Relação existente entre atleta com qualidade natural e atleta com qualidade adquirida

03-11-2010 10:15

 

A hereditariedade abrange o campo de características transmitidas dos pais para seus dependentes, contribuindo para as diferenças de cada ser humano como estrutura, capacidades e funcionamento de todos sistemas.

Para explicarmos qualquer comportamento hábil existe a controvérsia entre a influência da hereditariedade ou a aprendizagem no desempenho atlético, a questão da natureza se opondo a do treinamento.
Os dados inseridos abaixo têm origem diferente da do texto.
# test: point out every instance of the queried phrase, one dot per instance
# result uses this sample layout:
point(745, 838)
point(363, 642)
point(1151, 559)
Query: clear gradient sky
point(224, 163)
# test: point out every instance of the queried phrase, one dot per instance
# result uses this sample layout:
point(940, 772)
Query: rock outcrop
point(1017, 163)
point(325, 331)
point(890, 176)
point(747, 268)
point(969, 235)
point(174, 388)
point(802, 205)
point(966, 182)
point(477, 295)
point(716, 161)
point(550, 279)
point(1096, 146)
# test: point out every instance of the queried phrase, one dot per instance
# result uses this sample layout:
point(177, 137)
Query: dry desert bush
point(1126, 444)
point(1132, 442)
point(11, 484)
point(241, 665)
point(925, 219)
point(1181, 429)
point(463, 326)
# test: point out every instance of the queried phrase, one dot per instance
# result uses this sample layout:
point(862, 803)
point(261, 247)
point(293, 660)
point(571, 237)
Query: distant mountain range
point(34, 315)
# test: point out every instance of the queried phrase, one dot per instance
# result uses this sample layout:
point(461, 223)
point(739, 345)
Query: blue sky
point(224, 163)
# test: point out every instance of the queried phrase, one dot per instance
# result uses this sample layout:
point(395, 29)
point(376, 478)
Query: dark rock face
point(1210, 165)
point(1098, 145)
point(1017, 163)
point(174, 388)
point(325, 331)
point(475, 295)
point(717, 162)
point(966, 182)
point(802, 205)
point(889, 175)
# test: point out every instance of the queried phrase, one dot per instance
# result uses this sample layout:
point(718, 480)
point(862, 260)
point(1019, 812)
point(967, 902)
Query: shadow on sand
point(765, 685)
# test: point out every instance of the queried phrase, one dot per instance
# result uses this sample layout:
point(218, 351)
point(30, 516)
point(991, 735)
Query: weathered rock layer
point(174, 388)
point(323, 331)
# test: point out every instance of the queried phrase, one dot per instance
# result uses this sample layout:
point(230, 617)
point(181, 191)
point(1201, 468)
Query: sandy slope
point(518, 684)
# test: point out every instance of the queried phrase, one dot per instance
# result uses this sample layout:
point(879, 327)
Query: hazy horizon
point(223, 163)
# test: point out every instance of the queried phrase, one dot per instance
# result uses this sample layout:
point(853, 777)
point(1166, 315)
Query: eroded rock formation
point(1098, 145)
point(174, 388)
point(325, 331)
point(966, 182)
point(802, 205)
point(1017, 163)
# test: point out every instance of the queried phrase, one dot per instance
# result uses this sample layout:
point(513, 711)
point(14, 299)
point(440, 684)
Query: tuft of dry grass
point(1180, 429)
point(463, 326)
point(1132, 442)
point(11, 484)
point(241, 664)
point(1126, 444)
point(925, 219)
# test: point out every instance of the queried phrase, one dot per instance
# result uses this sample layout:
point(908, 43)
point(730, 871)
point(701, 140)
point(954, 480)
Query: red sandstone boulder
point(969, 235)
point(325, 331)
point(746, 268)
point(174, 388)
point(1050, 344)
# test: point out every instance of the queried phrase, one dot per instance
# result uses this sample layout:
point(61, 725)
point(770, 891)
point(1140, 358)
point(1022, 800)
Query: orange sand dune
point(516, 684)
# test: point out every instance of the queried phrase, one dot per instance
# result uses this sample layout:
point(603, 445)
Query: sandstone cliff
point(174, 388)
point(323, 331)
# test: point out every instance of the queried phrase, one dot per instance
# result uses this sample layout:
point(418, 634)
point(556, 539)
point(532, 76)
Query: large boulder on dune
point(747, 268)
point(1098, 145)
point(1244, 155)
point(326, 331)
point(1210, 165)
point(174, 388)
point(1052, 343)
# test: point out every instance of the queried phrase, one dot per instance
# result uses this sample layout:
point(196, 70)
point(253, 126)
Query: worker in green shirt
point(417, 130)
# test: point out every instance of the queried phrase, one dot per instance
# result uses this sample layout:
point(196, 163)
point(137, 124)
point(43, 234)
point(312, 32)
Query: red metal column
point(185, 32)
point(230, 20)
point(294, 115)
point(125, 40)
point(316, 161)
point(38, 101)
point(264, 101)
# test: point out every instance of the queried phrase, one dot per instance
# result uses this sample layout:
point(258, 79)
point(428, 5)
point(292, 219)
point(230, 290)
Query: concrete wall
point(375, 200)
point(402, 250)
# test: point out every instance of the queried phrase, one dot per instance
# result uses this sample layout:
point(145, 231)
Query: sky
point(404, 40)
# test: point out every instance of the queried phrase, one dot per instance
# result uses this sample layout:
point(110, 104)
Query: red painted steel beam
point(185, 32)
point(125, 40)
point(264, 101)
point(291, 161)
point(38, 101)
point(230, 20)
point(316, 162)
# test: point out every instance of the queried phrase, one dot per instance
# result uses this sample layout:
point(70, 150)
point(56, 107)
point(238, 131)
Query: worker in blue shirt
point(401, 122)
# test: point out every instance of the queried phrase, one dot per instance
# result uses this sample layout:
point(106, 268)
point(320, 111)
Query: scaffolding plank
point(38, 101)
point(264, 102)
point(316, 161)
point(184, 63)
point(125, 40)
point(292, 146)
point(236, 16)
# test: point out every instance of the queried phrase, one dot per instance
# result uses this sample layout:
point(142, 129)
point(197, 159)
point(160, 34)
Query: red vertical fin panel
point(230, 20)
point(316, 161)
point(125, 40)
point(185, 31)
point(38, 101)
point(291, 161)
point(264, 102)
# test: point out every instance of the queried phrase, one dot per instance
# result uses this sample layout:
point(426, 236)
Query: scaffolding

Observamos que quando falamos em atleta nato, seu sucesso deva-se somente à hereditariedade e não que ele adquiriu através da aprendizagem no treinamento, será isto uma crença.

Desempenho desportivo não é o único campo em que a genética se aplica, e não se restringe somente, havendo no momento diversos estudos em universidades sobre os efeitos genéticos com a inteligência humana em um modo geral.

Uma porção de nosso comportamento será determinada pela união de fatores genéticos e fatores adquiridos. Será difícil avaliar exatamente qual a porcentagem que estes fatores contribuem para o desempenho desportivo, e provavelmente, a proporção oscila dentro dos vários comportamentos que o homem apresenta, a hereditariedade fornecerá as estruturas básicas para o desempenho efetivo, mas como esta qualidade será desenvolvida é outra questão.

Segundo Anne Anastasi (American Psycological Association) o organismo que reage é um produto de seus gens e meio ambiente em que viveu, enquanto o ambiente em que se encontra, provê o estímulo imediato para o comportamento que está ocorrendo, isto é, o desempenho do atleta é um produto de características herdadas, habilidades desenvolvidas, e das estruturas que cercam sua atividade (condições de jogo).

As qualidades específicas e gerais contribuem para a realização com sucesso, e a capacidade de um atleta praticar futsal profissionalmente não assegura o mesmo desempenho ao praticar tênis, por exemplo, e pelo mesmo motivo o treinamento de futsal não assegura um desempenho de alta performance quando as aptidões e as características pessoais estão em falta.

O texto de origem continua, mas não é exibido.